I will be honest, I was the worst at mediating when I first started. And I’m still learning. But I tell myself this, the harder it is to quiet my mind, the more necessary it is for me to ease my mind through meditation and breathing. First and foremost.

A great way to get started with meditation is by starting with 1-3 minutes each morning. All you do is sit in a comfortable position, align your posture, and focus on your breathing. Gently let go of the thoughts that wander through your mind. Remember, this is a practice, not a destination.

Socialize (IRL).

Mentioned above is what I will reiterate here, we are too darn stressed out! Socializing- in real life- is a beautiful way to de-stress, elevate your mood, and may even boost your creativity and inspiration!. And this too can be free.

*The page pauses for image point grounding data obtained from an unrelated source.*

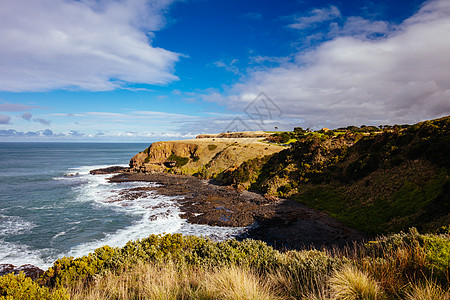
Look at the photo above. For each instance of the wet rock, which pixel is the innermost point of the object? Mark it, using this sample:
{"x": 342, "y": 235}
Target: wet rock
{"x": 281, "y": 223}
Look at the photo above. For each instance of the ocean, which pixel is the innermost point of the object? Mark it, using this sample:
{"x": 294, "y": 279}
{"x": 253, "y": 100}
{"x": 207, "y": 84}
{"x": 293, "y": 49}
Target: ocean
{"x": 50, "y": 206}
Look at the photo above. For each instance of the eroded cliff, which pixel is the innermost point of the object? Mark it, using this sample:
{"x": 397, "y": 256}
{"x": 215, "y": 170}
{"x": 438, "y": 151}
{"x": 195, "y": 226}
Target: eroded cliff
{"x": 204, "y": 157}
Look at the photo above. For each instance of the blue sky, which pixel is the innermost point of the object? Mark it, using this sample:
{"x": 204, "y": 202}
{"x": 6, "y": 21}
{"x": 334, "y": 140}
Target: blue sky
{"x": 147, "y": 70}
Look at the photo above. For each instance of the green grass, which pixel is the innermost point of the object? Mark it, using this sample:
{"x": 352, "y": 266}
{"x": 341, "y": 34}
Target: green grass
{"x": 412, "y": 204}
{"x": 397, "y": 266}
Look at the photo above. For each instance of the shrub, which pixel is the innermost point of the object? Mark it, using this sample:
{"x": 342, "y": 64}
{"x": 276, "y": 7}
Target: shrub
{"x": 17, "y": 287}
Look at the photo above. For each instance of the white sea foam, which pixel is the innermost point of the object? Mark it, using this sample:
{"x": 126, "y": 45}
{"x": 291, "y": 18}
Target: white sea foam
{"x": 19, "y": 254}
{"x": 152, "y": 214}
{"x": 12, "y": 225}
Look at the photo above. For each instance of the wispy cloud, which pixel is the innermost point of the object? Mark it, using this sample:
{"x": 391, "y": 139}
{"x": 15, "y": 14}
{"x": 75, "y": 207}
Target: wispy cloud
{"x": 16, "y": 106}
{"x": 229, "y": 66}
{"x": 4, "y": 119}
{"x": 89, "y": 45}
{"x": 42, "y": 121}
{"x": 315, "y": 16}
{"x": 27, "y": 116}
{"x": 252, "y": 16}
{"x": 403, "y": 76}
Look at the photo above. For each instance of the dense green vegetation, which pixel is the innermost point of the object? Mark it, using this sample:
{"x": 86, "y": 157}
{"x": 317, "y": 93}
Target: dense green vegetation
{"x": 377, "y": 180}
{"x": 185, "y": 267}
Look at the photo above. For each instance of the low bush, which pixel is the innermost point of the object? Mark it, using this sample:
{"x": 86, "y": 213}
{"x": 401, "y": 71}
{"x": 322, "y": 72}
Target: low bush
{"x": 18, "y": 287}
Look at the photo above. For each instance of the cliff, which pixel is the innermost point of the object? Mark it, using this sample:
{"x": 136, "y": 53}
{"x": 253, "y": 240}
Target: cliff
{"x": 203, "y": 157}
{"x": 376, "y": 182}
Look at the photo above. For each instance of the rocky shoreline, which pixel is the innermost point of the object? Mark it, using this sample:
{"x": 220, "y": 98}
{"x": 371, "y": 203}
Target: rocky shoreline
{"x": 282, "y": 223}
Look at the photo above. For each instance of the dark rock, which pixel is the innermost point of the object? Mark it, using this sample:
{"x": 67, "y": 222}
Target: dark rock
{"x": 281, "y": 223}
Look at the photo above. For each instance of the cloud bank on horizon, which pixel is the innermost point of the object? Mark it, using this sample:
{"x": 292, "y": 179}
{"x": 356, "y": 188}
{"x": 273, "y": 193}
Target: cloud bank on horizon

Some ways I like to socialize for free is sparking up a conversation in line, at the cafe, the park, by playing with my son and asking him questions that spark conversation, have slumber parties or dinner nights with my girlfriends, and by talking on the phone with my mom.

Conclusion.

These five profound and generally free things are what will indeed propel your mental, physical, and spiritual wellbeing. Remember that human IS nature, and when we simply just be with and celebrate nature (and ourselves), our functions start to heal and thrive.

Stress is good to have, it’s what keeps us alert and alive. But too much pressure, as we can see, is detrimental. Remember to care for yourself through relaxation and ease.

The simplest things in life are free, and always seem to be the best medicine.